IN THE DEAD of night, Adam wakes. He rolls over to his back and stares at the glow of the nightlight on the ceiling. He realizes he’s missed the stars. When he couldn’t sleep, when a case got stuck or an offender too tricky, he’d lie looking upward at the gently rotating solar system, listening to Romilly’s light breathing.

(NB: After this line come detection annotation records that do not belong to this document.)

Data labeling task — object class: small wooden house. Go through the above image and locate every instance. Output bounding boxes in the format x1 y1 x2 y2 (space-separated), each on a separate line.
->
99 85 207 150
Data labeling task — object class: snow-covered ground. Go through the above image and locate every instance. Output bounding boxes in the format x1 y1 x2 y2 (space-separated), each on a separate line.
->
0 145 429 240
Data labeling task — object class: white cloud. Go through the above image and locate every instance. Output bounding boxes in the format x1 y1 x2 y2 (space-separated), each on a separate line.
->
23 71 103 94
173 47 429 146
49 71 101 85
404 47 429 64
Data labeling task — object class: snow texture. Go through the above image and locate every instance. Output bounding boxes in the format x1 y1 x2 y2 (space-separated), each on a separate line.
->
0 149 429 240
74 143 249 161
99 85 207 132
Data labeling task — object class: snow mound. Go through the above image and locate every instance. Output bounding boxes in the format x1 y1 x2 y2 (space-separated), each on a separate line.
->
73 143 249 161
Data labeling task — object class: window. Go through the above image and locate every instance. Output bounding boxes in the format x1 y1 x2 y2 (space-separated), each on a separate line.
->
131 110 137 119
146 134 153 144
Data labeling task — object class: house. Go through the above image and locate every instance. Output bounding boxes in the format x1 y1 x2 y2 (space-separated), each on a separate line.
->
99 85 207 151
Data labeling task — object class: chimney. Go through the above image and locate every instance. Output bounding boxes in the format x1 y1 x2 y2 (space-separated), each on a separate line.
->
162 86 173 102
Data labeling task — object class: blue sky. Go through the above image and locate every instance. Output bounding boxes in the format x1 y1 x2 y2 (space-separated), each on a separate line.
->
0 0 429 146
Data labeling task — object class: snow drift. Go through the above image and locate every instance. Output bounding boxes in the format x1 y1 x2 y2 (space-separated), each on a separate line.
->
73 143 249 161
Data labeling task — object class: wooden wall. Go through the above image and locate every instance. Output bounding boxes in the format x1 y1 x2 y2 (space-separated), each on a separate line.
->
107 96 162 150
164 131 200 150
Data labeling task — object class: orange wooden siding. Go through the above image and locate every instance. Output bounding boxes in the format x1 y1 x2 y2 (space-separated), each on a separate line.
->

Because without her, what’s been the point? After their breakup, nothing changed for the better. He stopped looking after himself, didn’t care about his health. Why did it matter? The fear of the cancer was nothing when compared to his more ethereal and sinister foes: self-loathing and loneliness.

Yet Adam knows he is lying in a bed where another man slept just one night before. He rolls over and looks at her. Romilly is sleeping on her side, facing away from him, and with a finger he gently traces the line of her shoulder. He wonders if she was telling the truth, whether she will leave Phil, come back to him. Whether she’ll take the risk and trust him again.

Would he trust her? The infidelity, that was nothing, not really. It was the excuse, the self-righteous reason for him to walk away. Because he’d been pulling away for months.

He’d had the same concerns as Shepherd. He’d felt the same niggle: that she wasn’t telling the truth. And if she was lying about that, what else might she be hiding? It wasn’t conscious, but gradually he felt himself retreating, putting up a barrier to protect himself from the hurt. The same way he had from his parents all those years ago.

The newspapers had talked about genetics, whether evil could be inherent, passed down between generations. Adam never believed the fairy tales, putting faith in hard proof, actions, and consequences. But the fact still remained. Her father was a serial killer.

Romilly always said she didn’t want children. That her career was too important and she didn’t feel maternal—capable even—of being a mother. And that had been okay with Adam. He’d never imagined himself with a family. Not even a wife, until he met Romilly.

Now, lying next to her, feeling so warm and safe and secure, he wonders how honest she had been. Was it that she didn’t want kids, or had she known there was something deep inside of her, in her blood, in her DNA? Something rotten she didn’t want passed down.

Last night he said that he would never leave her, that he would stay forever. And caught up in the moment, her naked body against his, he’d meant it. But now, in the darkness, the endorphins fade. The doubts resurface.

He realizes that nothing has changed. He still doesn’t believe her. He still needs to know what happened. What she knew. All those years ago.